三島のうなぎが栄えた理由

静岡県三島市は、うなぎがおいしいことで有名です。同じ静岡県内には、うなぎの養殖で有名な浜松市があります。産地ではないのに三島のうなぎが有名な理由は、水にあります。
三島市の水道水は、すべて富士山が育む地下水源です。水温16度程で、PHは中性を示す7程度。微量ながらミネラルを含み、味が落ちる原因となる有機物量は極わずかなのです。浜松から生きたまま運ばれてきたうなぎは、三島の水の中で一週間過ごします。この期間は餌を与えないので、余分な脂肪が落ち、臭みが消えることでおいしくなるのです。三島市は、人口当たりのうなぎ料理店数が全国トップクラス。富士山水のおかげで、おいしいうなぎが提供できるわけですね。
三島とうなぎの歴史をのぞいてみましょう。海で育ったうなぎは、駿河湾から川を上って三島にやってきました。三嶋大社の神池や右内神社の池にも、うなぎが生息していたそうです。右内神社は三嶋大社の御門の守護神と言われ、三嶋大社の使者であるうなぎが冬を越しにくるのだと考えられていました。

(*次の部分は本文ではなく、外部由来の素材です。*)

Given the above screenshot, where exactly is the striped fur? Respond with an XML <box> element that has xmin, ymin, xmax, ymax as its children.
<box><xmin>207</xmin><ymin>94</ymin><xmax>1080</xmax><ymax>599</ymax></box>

そんなわけで、うなぎはとても大事にされ、江戸時代までは三島でうなぎを食べることは御法度とされていたのです。ある時、そのうなぎを捕まえてかば焼きにする人物が現れます。徳川の二代目将軍秀忠が三島宿に来た際、その家臣が食べてしまいました。幕末になると、薩摩や長州からの兵が次々にうなぎを捕まえ、かば焼きにしてしまいます。神の使いを食べたにも関わらず彼らに罰が下ることはなく、三島のうなぎのおいしさだけがたちまち有名になりました。こうして、三島にはうなぎ店が増えていったと言われています。
大事にされていたうなぎが食べられてしまうことによって、栄えることができた三島。神の使いが身体を張って、三島に活気を呼んだということでしょうか。富士の名水だからこそ成し得る絶品うなぎを一度いただいてみたいですね。